What is your favourite scent, that you or someone else created and why?

That’s a very interesting question! I have my personal favorites from my creations. Under the Perfumes Lambo brand, Fresh Love in Bloom, the perfume my wife wore on our wedding day is still one of my favorites. It wouldn't be fair to pick out favorites really from creations for external brands though!

As for perfumes I did not create, I love a lot of the classic fragrances: Shalimor from Guerlain, for it’s contrasts, fresh and sensual, cool yet warm, light and darkness. Also Amarige from Givenchy, Estee Lauder’s Knowing and Calvin Klein's Eternity for women. Male scents I did not create but love, Safari for men by Ralph Lauren, One Million Gold by Paco Rabanne and a host of fragrances by Tom Ford.

If someone were to follow in your footsteps, what basic tools would they need?

They would need a functional laboratory distillation equipment and quality control equipment. If they are planning to also manufacture some of their synthetic components, they would need both equipment and skills in biotechnology.

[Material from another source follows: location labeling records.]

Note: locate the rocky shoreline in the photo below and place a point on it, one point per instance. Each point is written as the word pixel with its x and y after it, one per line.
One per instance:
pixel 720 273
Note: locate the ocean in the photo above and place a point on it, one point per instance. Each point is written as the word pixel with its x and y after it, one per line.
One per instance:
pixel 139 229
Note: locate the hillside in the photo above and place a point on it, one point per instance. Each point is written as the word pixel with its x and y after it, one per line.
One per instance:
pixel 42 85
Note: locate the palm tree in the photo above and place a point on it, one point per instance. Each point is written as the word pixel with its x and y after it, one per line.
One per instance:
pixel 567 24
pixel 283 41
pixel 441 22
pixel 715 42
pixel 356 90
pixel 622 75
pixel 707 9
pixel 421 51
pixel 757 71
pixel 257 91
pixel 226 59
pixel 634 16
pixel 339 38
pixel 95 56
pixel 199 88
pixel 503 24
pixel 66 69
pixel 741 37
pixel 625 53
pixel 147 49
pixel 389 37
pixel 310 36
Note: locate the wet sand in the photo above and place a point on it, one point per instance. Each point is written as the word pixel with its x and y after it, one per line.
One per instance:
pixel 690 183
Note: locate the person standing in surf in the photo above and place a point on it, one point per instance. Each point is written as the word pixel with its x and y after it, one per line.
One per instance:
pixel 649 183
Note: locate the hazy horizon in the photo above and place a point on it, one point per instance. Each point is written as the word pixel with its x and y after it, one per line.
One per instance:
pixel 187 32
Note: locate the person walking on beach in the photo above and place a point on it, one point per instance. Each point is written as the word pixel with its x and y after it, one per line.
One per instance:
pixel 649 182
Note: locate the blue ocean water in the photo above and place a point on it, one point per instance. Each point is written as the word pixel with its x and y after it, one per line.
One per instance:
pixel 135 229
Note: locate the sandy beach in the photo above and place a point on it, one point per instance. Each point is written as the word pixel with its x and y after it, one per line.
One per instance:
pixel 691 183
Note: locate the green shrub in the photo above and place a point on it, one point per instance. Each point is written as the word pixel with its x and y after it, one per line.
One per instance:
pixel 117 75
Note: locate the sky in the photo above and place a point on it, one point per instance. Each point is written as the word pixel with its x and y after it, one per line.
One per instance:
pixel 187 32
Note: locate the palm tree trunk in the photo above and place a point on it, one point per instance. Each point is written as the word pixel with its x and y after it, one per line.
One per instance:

What advice would you give to young entrepreneurs and young people in general?

My advice to young entrepreneurs is that, they should not expect instant success. They should work hard and be willing to endure tough times. They should cultivate the principle of accountability. My advice to young people in general: Do Not Waste Your Youth! Invest your time and energy in worthwhile things; get to know yourself, and what you are good at. Have a relationship with your creator.